More than 300 children who die in car wrecks could still be alive today if they were restrained properly in their seat.
As part of the recent "Click It, or Ticket" program, Tyler Police found 41 unrestrained children. And child safety seat experts say the true number of unrestrained kids is much higher.
"There's not enough officers to watch all of the cars that are riding with children standing, or not buckled up," said Darla Dike, a child seat belt expert.
Darla teaches child-safety restraint lessons to moms like Amy Poteet of Tyler.

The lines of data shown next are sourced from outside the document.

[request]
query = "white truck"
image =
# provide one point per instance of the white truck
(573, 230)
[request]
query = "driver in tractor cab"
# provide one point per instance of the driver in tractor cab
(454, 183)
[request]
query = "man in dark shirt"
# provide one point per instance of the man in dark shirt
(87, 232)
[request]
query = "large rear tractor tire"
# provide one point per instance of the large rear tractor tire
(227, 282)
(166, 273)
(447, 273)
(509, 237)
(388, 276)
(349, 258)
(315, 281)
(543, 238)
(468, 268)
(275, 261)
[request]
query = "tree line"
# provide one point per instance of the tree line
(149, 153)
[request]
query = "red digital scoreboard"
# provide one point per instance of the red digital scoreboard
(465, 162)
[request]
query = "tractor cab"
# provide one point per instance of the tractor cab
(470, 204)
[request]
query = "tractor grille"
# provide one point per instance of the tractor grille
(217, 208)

Amy learned the benefit of those lessons when she and her four-year old daughter Katie were in a wreck.
"I was going about 40 miles an hour, and (Katie's) seat shifted about an inch and a half , so I can only imagine what would have happened if it had not been tight."

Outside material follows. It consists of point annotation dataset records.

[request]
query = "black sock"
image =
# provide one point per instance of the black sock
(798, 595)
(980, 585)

Tight is what a child's restraining belt needs to be. If it's not secure,the consequences can be deadly. Darla says parents need to consider many factors when buckling kids in. Like whether, a child has outgrown it's infant carrier, or whether they're ready for a mid-sized convertible seat , or a larger high-back booster. Darla adds placing your child in a car seat is not enough, you also have to consider where that seat is positioned inside the vehicle.
"The safest place for any child under 14-years old is in the back seat," said Darla. "And the very safest is in the back in the middle."

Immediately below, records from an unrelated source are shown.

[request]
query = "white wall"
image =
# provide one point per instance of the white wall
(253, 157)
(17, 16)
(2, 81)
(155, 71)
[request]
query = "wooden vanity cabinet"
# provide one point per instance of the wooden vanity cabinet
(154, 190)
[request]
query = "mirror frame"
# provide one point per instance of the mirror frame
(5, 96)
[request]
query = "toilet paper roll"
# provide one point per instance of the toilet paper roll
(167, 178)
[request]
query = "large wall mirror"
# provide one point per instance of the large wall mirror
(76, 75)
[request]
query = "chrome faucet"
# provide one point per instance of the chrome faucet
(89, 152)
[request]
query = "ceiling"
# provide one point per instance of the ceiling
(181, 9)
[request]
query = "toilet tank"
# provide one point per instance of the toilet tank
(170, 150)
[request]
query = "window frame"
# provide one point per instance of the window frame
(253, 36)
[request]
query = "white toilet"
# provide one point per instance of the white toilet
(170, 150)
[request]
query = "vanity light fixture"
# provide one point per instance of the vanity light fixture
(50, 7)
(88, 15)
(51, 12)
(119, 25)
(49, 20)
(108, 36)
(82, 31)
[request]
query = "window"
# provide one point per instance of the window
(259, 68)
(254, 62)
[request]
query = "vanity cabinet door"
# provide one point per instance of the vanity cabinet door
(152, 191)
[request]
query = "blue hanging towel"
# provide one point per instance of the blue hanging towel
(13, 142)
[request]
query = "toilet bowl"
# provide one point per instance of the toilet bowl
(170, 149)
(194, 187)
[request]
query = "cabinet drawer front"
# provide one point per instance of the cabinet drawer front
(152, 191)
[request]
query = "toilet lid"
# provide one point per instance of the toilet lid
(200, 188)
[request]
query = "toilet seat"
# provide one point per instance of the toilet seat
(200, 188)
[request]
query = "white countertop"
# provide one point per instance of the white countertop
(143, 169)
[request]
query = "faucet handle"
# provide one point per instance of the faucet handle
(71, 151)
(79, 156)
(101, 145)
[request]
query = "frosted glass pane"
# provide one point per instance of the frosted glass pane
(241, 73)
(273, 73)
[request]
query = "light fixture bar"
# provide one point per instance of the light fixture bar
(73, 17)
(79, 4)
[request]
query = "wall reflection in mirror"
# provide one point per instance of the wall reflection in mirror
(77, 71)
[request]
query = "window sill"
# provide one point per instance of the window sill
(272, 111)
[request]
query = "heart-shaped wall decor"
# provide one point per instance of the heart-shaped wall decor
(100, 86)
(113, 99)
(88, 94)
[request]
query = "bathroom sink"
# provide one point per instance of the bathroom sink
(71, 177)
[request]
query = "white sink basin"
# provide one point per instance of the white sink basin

Texas law says children under four, or under 36 inches, need to be in a safety seat. Infants should be rear-facing with a belt locking the seat in place. Here's a list of the safest seats for your child: infants up to 20 pounds or, one year of age, should be in an infant carrier. Kids between 20 to 40 pounds, or over one-year old, should be fastened in a convertible safety seat. And kids, between 40 to 80 pounds, should be restrained by a belt- positioning booster seat. Experts say car seats over five years old should not be used.